Dental Caries

Dental caries is the medical term for tooth decay or cavities. It is caused by acid erosion of tooth enamel. Many different types of bacteria normally live in the human mouth. They accumulate (along with saliva, food particles and other natural substances) on the surface of the teeth in a sticky film called plaque. Plaque forms especially easily in cracks, pits or fissures in the back teeth; between teeth; around dental fillings or bridgework; and near the gum line. Some of the plaque bacteria convert sugar and carbohydrates (starches) in the foods we eat into acids. These acids dissolve minerals in the surface of the tooth, forming microscopic pits or erosions that get larger over time.

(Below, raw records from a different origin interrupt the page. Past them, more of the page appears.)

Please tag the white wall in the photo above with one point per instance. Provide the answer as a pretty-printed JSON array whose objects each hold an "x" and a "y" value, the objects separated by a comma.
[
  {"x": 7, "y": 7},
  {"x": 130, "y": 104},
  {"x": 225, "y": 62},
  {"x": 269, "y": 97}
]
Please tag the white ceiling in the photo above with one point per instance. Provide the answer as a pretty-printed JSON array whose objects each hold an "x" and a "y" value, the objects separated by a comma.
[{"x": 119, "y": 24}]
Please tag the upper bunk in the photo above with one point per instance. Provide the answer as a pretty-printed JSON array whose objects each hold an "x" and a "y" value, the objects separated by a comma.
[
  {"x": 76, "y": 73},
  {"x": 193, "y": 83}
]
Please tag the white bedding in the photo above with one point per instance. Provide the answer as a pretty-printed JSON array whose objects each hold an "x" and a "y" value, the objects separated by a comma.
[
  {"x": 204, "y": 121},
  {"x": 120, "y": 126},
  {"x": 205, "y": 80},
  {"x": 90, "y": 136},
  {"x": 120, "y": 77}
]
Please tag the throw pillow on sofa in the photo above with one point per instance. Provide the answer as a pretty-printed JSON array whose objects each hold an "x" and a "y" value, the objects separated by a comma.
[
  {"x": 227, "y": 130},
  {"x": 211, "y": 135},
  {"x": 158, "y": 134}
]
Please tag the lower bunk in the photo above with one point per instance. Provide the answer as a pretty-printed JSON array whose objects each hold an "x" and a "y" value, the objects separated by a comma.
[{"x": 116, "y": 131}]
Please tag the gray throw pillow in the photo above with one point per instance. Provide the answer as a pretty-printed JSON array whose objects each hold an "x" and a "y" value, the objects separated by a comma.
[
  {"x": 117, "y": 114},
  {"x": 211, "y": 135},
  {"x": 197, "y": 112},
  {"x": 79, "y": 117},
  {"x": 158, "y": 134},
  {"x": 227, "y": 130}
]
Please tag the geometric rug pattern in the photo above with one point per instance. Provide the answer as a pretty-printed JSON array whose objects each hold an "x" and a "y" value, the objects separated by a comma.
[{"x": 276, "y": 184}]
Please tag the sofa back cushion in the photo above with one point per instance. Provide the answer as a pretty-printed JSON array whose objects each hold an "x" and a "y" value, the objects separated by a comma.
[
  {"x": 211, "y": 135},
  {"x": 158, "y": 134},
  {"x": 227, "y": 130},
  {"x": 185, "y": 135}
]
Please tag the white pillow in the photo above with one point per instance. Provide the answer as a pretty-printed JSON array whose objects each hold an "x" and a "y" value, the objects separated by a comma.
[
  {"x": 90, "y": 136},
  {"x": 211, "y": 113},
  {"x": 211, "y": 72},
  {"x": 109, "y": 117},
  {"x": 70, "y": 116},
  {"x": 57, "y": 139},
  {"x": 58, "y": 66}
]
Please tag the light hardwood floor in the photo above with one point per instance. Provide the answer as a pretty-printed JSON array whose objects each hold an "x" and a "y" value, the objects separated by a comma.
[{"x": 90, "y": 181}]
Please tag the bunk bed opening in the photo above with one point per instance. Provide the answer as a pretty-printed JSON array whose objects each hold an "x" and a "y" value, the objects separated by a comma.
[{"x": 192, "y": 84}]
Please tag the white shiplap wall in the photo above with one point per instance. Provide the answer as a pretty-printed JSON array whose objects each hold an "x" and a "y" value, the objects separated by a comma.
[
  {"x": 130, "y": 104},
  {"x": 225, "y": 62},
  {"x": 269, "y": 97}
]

The damage can occur anywhere the tooth is exposed to plaque and acid, including the hard outer enamel on the tooth crown or the unprotected root of the tooth that has been exposed by gum recession. Caries can penetrate the protective enamel down to the softer, vulnerable dentin (main body of the tooth) and continue through to the soft tooth pulp and the sensitive nerve fibers within it.

Periodontal Disease

Periodontal disease is a quiet disease that begins with little or no symptoms. It is caused by bacteria that surrounds the teeth and enters the gums. The immediate condition is known as ‘gingivitis’. The gums become irritated, inflamed and often bleed. If not properly treated, the condition worsens into “gum disease”. Noticeable symptoms now appear. They include: Bad Breath, Gum Recession, Bone loss, abscess, and eventual tooth loss. Your mouth is a portal to your body- modern research shows a strong link between periodontal disease with stroke, heart disease, diabetes, and respiratory disease.

Missing Teeth

Many people lose teeth due to caries or trauma. The spaces left can make an individual self conscious of their smile and in some instances cause some shifting in the dentition. There are multiple treatment options to replace missing teeth.


Minor infections that develop eventually can become abscesses. If you have facial swelling, notice a bubble appear on your gums, or see purulence (pus); you are likely to have an infection. Have your dentist evaluate the situation and determine a treatment plan as early as possible to avoid further complications.